In his 2014 Safety I and Safety II: The past and future of safety management, Erik Hollnagel makes the argument that we should not (just) try to stop things from going wrong. Instead, we need to understand why most things go right, and then ensure that as much as possible indeed goes right. It seems so obvious. Yet it is light years away from how most organizations ‘do’ safety today, with their focus on low numbers of lagging indicators, incidents and injuries.
That said, many organizations have now begun to recognize the severe organizational deficiencies, cultural problems and ethical headaches that lag indicators create for them. Most will be familiar with the following sorts of things:
- Numbers games and the hiding or renaming of injuries and incidents;
- Counterproductive and credibility-straining sloganeering (‘Zero Harm!’);
- Short-termism (driven by quarterly figures);
- Creative case management and a lack of compassion for those who do get hurt in the course of work (think of the cynical use of ‘suitable duties’ to keep someone off the injury stats or lost time books);
- The misdirection of accountability through sanctioning, dismissal or exclusion of those who have been hurt in the past (just cancel the contractor’s access card, for instance);
- The statistical insignificance of any change in typical lagging indicators (‘We went from 3 lost time injuries last year to 1 this year! And we worked a total of 5 million person-hours!’ …Uhmm, right);
- Organizational learning disabilities and cultures of risk secrecy;
- Worker cynicism, mistrust and disenchantment;
- Cases of outright management fraud that have got managers dismissed or even in jail.
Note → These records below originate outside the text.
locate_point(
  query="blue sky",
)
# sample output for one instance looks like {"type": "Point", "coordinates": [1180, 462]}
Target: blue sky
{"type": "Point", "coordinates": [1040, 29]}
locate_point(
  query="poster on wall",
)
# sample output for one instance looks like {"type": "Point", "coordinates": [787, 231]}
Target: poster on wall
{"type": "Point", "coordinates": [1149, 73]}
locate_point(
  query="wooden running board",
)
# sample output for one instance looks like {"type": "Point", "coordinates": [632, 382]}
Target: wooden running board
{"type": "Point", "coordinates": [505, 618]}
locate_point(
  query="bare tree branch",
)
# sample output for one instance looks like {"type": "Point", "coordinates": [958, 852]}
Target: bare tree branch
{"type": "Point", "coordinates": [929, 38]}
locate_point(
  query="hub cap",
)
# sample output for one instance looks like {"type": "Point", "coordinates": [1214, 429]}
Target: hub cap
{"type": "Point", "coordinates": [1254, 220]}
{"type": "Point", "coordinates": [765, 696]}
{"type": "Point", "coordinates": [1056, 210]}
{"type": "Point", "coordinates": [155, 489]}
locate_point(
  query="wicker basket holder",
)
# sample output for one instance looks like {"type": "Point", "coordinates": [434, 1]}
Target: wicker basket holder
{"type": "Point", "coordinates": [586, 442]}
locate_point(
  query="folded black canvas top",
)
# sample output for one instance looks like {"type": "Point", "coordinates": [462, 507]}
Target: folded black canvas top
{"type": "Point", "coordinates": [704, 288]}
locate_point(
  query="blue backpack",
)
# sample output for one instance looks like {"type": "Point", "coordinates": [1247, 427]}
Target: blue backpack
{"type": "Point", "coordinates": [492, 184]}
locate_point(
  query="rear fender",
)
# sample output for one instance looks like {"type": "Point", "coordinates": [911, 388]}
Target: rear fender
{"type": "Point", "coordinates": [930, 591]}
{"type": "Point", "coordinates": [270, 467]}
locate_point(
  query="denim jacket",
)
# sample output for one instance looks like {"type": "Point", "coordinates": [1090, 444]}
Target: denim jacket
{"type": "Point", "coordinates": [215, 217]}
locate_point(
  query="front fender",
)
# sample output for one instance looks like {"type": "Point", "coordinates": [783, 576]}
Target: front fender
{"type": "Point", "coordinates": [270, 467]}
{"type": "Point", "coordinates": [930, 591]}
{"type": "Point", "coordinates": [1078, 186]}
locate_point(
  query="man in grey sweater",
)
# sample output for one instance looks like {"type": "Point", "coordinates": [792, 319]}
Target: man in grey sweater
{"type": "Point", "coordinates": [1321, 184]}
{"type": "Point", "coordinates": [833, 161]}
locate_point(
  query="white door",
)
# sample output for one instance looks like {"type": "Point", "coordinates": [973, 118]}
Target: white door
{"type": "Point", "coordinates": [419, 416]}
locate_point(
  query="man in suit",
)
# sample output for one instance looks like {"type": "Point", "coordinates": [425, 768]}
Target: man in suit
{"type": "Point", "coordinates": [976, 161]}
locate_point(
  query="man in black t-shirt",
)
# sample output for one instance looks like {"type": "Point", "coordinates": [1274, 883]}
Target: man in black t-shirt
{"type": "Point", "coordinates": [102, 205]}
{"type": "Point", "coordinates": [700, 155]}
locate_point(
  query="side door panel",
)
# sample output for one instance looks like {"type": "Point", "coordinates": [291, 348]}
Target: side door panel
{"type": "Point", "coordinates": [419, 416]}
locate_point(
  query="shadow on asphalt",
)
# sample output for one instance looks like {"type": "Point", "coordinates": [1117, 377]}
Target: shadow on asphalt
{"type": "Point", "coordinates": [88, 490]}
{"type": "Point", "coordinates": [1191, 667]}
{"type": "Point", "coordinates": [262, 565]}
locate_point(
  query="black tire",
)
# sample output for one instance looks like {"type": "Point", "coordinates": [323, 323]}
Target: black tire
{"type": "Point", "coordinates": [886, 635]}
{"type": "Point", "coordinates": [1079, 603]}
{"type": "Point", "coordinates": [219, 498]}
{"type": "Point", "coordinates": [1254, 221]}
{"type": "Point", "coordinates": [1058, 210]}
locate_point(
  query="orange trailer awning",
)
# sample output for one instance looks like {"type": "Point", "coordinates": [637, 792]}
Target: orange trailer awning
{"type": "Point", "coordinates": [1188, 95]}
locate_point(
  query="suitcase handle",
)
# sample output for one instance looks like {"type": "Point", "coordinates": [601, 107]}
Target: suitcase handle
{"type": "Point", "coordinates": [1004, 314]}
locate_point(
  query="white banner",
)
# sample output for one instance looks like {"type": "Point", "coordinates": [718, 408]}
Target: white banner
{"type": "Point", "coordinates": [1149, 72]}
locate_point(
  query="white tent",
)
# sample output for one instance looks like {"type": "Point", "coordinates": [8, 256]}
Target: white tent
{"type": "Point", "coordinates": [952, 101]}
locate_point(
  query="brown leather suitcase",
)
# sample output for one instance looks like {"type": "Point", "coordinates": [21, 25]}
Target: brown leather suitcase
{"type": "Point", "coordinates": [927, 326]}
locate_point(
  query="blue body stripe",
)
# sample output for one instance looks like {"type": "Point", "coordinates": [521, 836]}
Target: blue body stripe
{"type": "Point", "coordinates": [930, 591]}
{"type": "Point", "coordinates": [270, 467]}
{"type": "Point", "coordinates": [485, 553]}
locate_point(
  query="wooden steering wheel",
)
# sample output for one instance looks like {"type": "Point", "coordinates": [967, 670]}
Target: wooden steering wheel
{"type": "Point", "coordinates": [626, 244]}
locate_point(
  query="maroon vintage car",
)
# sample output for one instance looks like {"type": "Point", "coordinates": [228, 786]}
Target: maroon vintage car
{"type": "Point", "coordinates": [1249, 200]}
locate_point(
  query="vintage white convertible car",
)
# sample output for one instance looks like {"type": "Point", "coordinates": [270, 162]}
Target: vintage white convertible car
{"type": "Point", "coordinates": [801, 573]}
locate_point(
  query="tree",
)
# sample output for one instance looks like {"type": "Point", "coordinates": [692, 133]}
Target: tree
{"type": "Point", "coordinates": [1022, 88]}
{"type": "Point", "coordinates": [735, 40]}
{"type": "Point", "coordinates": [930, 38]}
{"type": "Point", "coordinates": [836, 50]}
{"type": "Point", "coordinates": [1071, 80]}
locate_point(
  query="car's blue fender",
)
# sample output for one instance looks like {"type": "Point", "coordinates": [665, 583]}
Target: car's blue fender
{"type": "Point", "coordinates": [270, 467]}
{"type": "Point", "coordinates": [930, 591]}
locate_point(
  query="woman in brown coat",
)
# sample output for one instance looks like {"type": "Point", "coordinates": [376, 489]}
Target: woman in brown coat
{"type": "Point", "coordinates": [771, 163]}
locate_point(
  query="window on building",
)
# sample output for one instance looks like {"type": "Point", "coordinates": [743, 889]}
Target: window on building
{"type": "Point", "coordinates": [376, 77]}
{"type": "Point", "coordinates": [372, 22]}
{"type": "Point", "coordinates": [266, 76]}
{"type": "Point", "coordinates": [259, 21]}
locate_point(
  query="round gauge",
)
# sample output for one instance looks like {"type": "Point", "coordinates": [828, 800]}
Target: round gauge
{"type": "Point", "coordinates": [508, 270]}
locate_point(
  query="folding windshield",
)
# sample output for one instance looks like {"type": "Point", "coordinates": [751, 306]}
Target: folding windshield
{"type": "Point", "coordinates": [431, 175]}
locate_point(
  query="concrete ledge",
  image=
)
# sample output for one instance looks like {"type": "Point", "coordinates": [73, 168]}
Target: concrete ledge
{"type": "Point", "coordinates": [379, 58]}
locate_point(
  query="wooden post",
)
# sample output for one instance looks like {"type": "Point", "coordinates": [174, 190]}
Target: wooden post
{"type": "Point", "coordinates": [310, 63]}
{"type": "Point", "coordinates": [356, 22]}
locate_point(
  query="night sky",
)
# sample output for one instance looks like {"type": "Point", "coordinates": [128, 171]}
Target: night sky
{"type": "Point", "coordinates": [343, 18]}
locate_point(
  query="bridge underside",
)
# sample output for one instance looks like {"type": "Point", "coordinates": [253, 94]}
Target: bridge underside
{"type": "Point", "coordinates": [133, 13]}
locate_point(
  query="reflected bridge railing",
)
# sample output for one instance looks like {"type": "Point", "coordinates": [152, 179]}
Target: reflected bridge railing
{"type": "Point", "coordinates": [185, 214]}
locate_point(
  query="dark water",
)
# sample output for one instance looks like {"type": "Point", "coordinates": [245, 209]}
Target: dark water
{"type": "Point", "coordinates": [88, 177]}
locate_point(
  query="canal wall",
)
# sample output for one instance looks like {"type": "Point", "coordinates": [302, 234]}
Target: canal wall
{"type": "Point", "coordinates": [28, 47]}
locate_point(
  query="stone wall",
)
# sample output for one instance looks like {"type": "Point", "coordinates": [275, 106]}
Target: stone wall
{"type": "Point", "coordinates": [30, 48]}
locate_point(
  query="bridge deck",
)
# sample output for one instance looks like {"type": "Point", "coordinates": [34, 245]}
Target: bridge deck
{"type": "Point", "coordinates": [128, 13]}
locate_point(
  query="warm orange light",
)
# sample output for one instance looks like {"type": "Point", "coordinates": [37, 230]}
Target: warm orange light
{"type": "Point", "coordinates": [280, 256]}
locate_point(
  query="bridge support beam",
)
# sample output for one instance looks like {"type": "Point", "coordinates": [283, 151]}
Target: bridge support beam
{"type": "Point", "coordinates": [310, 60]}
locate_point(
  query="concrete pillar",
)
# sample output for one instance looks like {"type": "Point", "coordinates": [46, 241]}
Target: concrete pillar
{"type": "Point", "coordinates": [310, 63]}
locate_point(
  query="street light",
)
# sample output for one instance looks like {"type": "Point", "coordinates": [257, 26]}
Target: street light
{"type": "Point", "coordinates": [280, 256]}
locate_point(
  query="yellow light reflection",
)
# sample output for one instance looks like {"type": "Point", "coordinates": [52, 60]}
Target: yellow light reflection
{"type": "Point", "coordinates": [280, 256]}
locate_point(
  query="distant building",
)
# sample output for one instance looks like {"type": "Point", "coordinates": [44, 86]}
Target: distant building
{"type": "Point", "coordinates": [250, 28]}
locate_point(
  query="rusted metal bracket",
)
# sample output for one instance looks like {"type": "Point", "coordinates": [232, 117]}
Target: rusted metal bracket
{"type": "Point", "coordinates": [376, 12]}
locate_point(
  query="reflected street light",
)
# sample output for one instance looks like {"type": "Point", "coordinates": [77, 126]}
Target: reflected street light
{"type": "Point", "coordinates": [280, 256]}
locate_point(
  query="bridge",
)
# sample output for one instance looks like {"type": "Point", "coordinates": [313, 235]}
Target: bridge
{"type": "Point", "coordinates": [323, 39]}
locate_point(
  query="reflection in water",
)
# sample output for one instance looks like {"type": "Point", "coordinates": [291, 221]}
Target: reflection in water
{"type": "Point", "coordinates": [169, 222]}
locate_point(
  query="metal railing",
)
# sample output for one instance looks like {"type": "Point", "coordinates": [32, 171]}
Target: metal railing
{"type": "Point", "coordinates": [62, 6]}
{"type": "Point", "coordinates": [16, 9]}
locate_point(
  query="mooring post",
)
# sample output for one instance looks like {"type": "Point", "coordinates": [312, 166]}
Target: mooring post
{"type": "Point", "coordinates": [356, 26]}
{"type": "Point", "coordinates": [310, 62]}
Erik’s insight is the hinge on which the transition to Safety Differently turns. Let’s not stare ourselves silly at the lowest possible injury and incident numbers, with the ridiculous and counterproductive Siren Song of ‘Zero Harm’ (See Sheratt & Dainty, 2017, for how ‘Zero’ is linked to more fatalities and serious injuries)as the ultimate paradise we want to reach. Deming said it long before anybody in the Resilience community said it: get rid of targets, slogans and exhortations. They get in the way of allowing your people to produce quality work (Deming, 1982). So instead, let’s learn why things go right and find out what we can do to make it even more so. Safety is not about the absence of negatives; it is about the presence of capacities. The field of Resilience Engineering, formally founded at a meeting in Söderköping in Sweden over a decade ago (Dekker, 2006)was of course driven by this logic. I witnessed Erik and others forcefully making this very point, from many different angles, for a week in a room full of peers and stakeholders.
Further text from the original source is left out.